Chart: cubs-hendricks-value

Hendricks didn't throw hard—his fastball sat around 87 mph, well below league average. But he had exceptional command, a devastating changeup, and an uncanny ability to induce weak contact. The Cubs' analytical models valued these traits more than raw velocity.

The analytics department had developed models showing that command was undervalued relative to velocity. A pitcher who could locate 90 mph fastballs on the corners was often more effective than one who could throw 95 mph down the middle. Hendricks was the extreme case: below-average velocity, elite location. His pitch-by-pitch data showed he consistently hit his spots within inches of the target.

His changeup was particularly devastating. The Cubs' analysis showed that the pitch tunneled perfectly with his fastball—same arm slot, same initial trajectory, different speeds. Hitters couldn't distinguish between them until too late. In 2016, opponents hit just .183 against his changeup with a whiff rate above 35%. This wasn't stuff overpowering hitters; it was deception and sequencing, optimized by data.
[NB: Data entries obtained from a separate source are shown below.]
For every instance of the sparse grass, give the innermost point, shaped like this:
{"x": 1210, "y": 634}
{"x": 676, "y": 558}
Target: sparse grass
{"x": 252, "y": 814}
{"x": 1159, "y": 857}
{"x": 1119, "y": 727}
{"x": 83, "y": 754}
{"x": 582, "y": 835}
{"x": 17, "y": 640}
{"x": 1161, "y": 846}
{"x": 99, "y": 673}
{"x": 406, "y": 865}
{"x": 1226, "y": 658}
In 2016, Hendricks led the National League with a 2.13 ERA. His FIP was 2.09— even better than his actual results. He wasn't getting lucky; he was executing a game plan built on pitch tunneling and sequencing that left hitters flailing. The Cubs paid him less than $1 million that season. He provided 4.6 WAR. The surplus value was enormous—probably the best pitcher contract in baseball that year.

Part V: The 2016 Championship

By 2016, all the pieces were in place. The homegrown core of Bryant, Rizzo, Baez, Schwarber, and Russell had arrived. The trade acquisitions—Arrieta, Hendricks, Fowler, Zobrist—were contributing at peak levels. The team rolled through the regular season, winning 103 games with a +252 run differential.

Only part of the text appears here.